12 lipca w życie wejdą przepisy zakazujące kserowania dokumentów, nie tylko dowodów osobistych, ale i paszportów, praw jazdy czy legitymacji osób niepełnosprawnych. Nie wiadomo jednak, co z bankami, telekomami i ubezpieczycielami.

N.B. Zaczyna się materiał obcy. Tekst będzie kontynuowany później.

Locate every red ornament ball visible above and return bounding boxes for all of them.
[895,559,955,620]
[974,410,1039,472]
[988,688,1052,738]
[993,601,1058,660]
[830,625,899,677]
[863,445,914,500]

Kserowanie czy skanowanie dowodów to powszechna praktyka wielu firm, stosowana od wypożyczalni kajaków po banki udzielające kredytów. Choć stosowana, to od dawna krytykowana, najpierw przez Generalnego Inspektora Ochrony Danych Osobowych, a obecnie przez Urząd Ochrony Danych Osobowych. Z tym jednak koniec, od 12 lipca nie będzie można kopiować dokumentów, a za złamanie przepisów będą groziły nawet 2 lata więzienia.
Co więcej, zakazane będzie też tworzenie replik dokumentów, czyli np. popularnych ostatnio dowodów kolekcjonerskich. Pozostaje jedna niewiadoma – czy przepisy zakazujące kopiowania dokumentów obejmą również instytucje finansowe, ubezpieczycieli oraz operatorów telefonicznych, telewizyjnych i internetowych. Te podmioty mogą z uporem twierdzić, że mają prawo do kontynuowania praktyki.
Jak mówi w rozmowie z “Dziennikiem Gazetą Prawną” Agnieszka Sagan-Jeżowska, z kancelarii Wierzbowski Eversheds Sutherland, banki oraz ubezpieczalnie powołują się na dyrektywę w sprawie zapobiegania wykorzystywaniu systemu finansowego do prania pieniędzy oraz na rekomendacje Komisji Nadzoru Finansowego. Jednak rządowa ustawa nie przewiduje żadnych wyjątków.
Po 12 lipca firmy będą mogły jedynie poprosić o okazanie dokumentu i spisać dane niezbędne do weryfikacji osoby, z którą zawierają umowę.